Access control List (ACL) is a network filter utilized by routers and a few switches to allow and restrict data flows into and out of network interfaces. When an ACL is configured on an interface, the network device analyzes data passing through the interface, compares it to the standards described within the ACL, and either permits the info to flow or prohibits it.
Purpose of the Access List
Access Control List (ACL) or the shortlist of access lists for some IPs or listings that may or may not work. These lists add a new layer to network security.
The ACL has to be used on the Border Router so that if one wants to access the external network or go to the external network, the data packet is filtered according to these access lists. These ACLs should also be used on a firewall router between two networks.
The purpose and benefits of using ACL are as follows:
- IP Packet Filtering: Inbound and outgoing IP packets can be filtered through various rules, especially by looking at their source IP address, destination IP address, protocol, user interface, etc. Such filtering rules can be set using ACL.
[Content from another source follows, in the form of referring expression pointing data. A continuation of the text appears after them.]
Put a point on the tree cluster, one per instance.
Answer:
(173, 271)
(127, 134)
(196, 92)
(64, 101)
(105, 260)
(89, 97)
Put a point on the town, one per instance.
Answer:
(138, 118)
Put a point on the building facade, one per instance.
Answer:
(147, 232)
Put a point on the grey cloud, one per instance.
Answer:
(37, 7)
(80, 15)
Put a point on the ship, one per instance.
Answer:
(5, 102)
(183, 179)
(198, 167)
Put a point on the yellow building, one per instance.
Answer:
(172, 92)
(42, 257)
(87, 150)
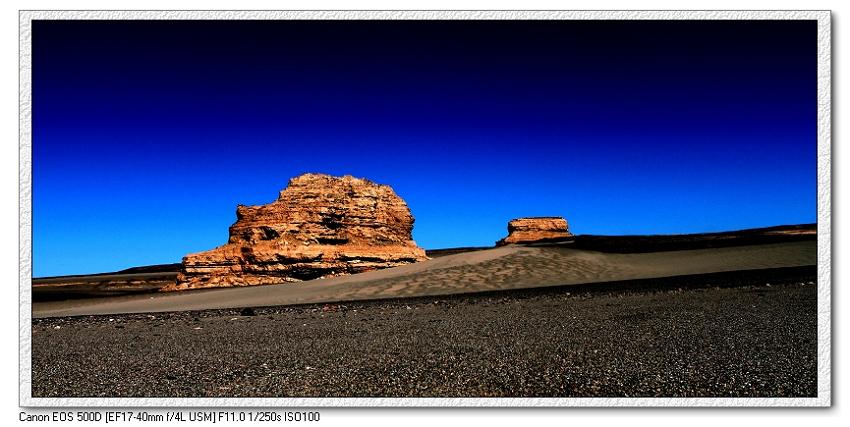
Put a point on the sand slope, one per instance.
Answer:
(501, 268)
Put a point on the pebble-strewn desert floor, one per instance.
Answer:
(549, 320)
(509, 267)
(683, 336)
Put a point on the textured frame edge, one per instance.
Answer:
(823, 17)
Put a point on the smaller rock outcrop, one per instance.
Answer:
(536, 229)
(319, 226)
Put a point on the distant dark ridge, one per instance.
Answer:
(679, 242)
(614, 244)
(157, 268)
(720, 280)
(436, 253)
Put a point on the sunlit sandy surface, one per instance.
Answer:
(486, 270)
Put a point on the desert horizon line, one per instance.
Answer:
(698, 233)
- Minimize routing table updates: Routers exchange their route updates. The ACL can be taken to ensure that it does not increase internal network traffic by unnecessarily accessing the network.
- Prioritizing traffic: It can be said through the ACL that some traffic should be given priority.
- Updating routers may be preferred.
- Traffic can also be given priority over sending based on a protocol.
- Traffic control: ACL can be used to control network traffic according to protocol, interface or any other criterion. For example, you can say dial on demand will be used if you want to connect to some haystack or if you want to connect using a protocol.
- Reduce Security Risk: The Denial of Service and IP spoofing attacks can be stopped by the ACL. According to the IP traffic pattern, those packets will be accepted or discarded. This reduces various network security risks.
- Authentication: Access to any remote shell (RSH) and remote copy (RCP) protocols can be accessed using ACL. As we can tell from some IP addresses using Telnet you can connect to that network.
When defining each ACL, a name or number is specified that identifies that ACL. Then those ACLs are processed one after the other sequentially – the first one after the next. For ACL processing, each ACL needs to be connected either to the inbound or outbound interface.
After adding to the interface an ACL is processed in the following way:
- Cisco IOS accepts an IP packet and checks the packet header information on the inbound or outbound interface.
- That packet is met with each ACL condition – one condition at a time, top to bottom. If the packet does not match the first condition in the access list, then it meets the next condition, followed by the third condition. Thus, all the conditions are met until one of the conditions is met.
- If the packet information and the ACL statement are matched, then according to that ACL statement the packet is either allowed to go in or not, and that is where the processing ends. It does not check whether the other conditions match this packet, only the conditions are matched up to the first matching. If the packet information is matched to a statement before the ACL statement ends and the packet is allowed on that statement, that packet may cross the router interface.
- When the ACL statement asks you to deny the packet and it matches the packet information, the router cancels the packet and sends the Host Unreachable message via the Internet Control Message Protocol (ICMP). Processing stops there. If the packet does not match any conditions until the end of the ACL, the packet will be discarded due to an unseen refuse enclosure. At the end of each access control list, Cisco IOS automatically requests a deny all statement. This will discard all packets that do not match any conditions. So if you really want to work through an ACL, you must have a permit statement before the end.